Model Repeats Nonsensical Output
Hello,
I need to run a gguf model on an embedded device with limited resources. I use the qwen2.5-0.5b-instruct-q4_0.gguf model.
After testing a bunch of combinations, this is the llama-cli command I use:
./llama.cpp/build/bin/llama-cli -m "$MODEL" -sys "$SYS_PROMPT" -p "$PROMPT" -co -c 700
And this is the full .sh code I run:
MODEL="gguf_qwen/qwen2.5-0.5b-instruct-q4_0.gguf"
CONTEXT="$(cat ../data/input_data.txt)"
# Only now build the full prompt
SYS_PROMPT="You are a helpful assistant. Be polite with the user. Use the following context to answer the question. If you can't answer based on the context, say 'Sorry, I am not able to provide this information.'
Context:
$CONTEXT"
./llama.cpp/build/bin/llama-cli -m "$MODEL" -sys "$SYS_PROMPT" -p "Greet the user." -co -c 700
while true; do
printf "> "
read QUESTION
[ "$QUESTION" = "exit" ] && break
PROMPT="Question: $QUESTION"
./llama.cpp/build/bin/llama-cli \
-m "$MODEL" \
-sys "$SYS_PROMPT" \
-p "$PROMPT" \
-co \
-c 700 \
-n 100 \
--repeat-penalty 1.3 \
--repeat-last-n 256 \
--temp 0.6 \
--top-k 40 \
--top-p 0.85
done
Setting the limitation at -c 700 is what works for my device.

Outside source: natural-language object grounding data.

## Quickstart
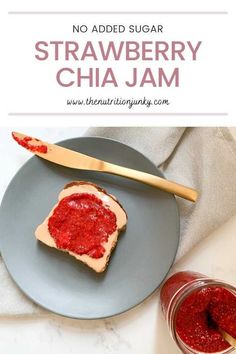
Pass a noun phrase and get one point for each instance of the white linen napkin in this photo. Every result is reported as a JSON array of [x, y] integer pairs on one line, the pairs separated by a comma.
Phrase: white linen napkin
[[202, 158]]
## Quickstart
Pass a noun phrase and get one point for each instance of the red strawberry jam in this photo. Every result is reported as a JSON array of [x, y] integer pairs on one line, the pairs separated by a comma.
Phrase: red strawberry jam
[[81, 223], [200, 314], [30, 144]]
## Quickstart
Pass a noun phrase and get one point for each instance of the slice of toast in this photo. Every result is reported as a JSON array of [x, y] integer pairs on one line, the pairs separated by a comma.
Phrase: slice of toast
[[113, 209]]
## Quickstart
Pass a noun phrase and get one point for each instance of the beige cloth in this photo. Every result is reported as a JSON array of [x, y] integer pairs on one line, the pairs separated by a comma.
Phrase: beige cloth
[[203, 158]]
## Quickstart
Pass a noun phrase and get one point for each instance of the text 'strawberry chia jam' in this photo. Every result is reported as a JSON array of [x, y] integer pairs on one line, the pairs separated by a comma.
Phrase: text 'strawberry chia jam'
[[31, 144], [196, 308], [81, 223]]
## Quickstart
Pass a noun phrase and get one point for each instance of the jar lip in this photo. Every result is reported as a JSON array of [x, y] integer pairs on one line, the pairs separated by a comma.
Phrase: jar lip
[[182, 293]]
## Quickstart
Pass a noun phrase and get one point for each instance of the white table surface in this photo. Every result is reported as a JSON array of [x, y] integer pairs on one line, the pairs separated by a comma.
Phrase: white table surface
[[138, 331]]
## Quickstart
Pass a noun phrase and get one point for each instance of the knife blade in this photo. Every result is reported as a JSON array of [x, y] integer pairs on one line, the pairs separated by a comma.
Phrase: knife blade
[[73, 159]]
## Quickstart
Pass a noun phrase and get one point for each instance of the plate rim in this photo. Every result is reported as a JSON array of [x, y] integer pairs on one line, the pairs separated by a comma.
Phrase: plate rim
[[44, 307]]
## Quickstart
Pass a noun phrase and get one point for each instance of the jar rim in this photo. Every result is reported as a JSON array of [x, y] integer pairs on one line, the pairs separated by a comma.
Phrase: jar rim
[[182, 293]]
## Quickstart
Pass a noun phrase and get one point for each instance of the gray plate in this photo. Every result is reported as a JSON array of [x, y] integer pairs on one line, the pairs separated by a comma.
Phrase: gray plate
[[55, 280]]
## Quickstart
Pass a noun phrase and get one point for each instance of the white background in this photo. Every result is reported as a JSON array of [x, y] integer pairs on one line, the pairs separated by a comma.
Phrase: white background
[[140, 330], [207, 85]]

This is the issue I have : as soon as the limitation is exceeded, the model is looping on the same token or set of tokens. Here is an example:
Certainly, here are the details I have on your network:
1. Wi-Fi password: xxxxx
2. Gateway type: xxxx
3. Average RSSI:xxxx
4. Most used band: 2.4.4444444444444444444444444444444444444444444444444444444444444444444444444444444444444444444444444444444444444444444444444444444444444444444444444444444444444444444444444444444444444444444444444444444444444444444444444444444444444444444444444444444444444444444444444444444444444444444444444444444444444444444444444444444444444444444444444444444444444444444444444444444444444444444444444444444444444444444444444444444444444444444444444444444
I tried a few things to try to cut this kind of output:
-m "$MODEL" \
-sys "$SYS_PROMPT" \
-p "$PROMPT" \
-co \
-c 700 \
-n 100 \
--repeat-penalty 1.3 \
--repeat-last-n 256 \
--temp 0.6 \
--top-k 40 \
--top-p 0.85
But none of them work to control the model behavior.
Is there something to do that I didn't think of?
Thank you in advance.
Probably your -p "Greet the user." is too generic.
It is not a question.
Also check the hints at https://huggingface.co/Qwen/Qwen2.5-0.5B-Instruct-GGUF for the prompt tags or just change the model.
This issue was closed because it has been inactive for 14 days since being marked as stale.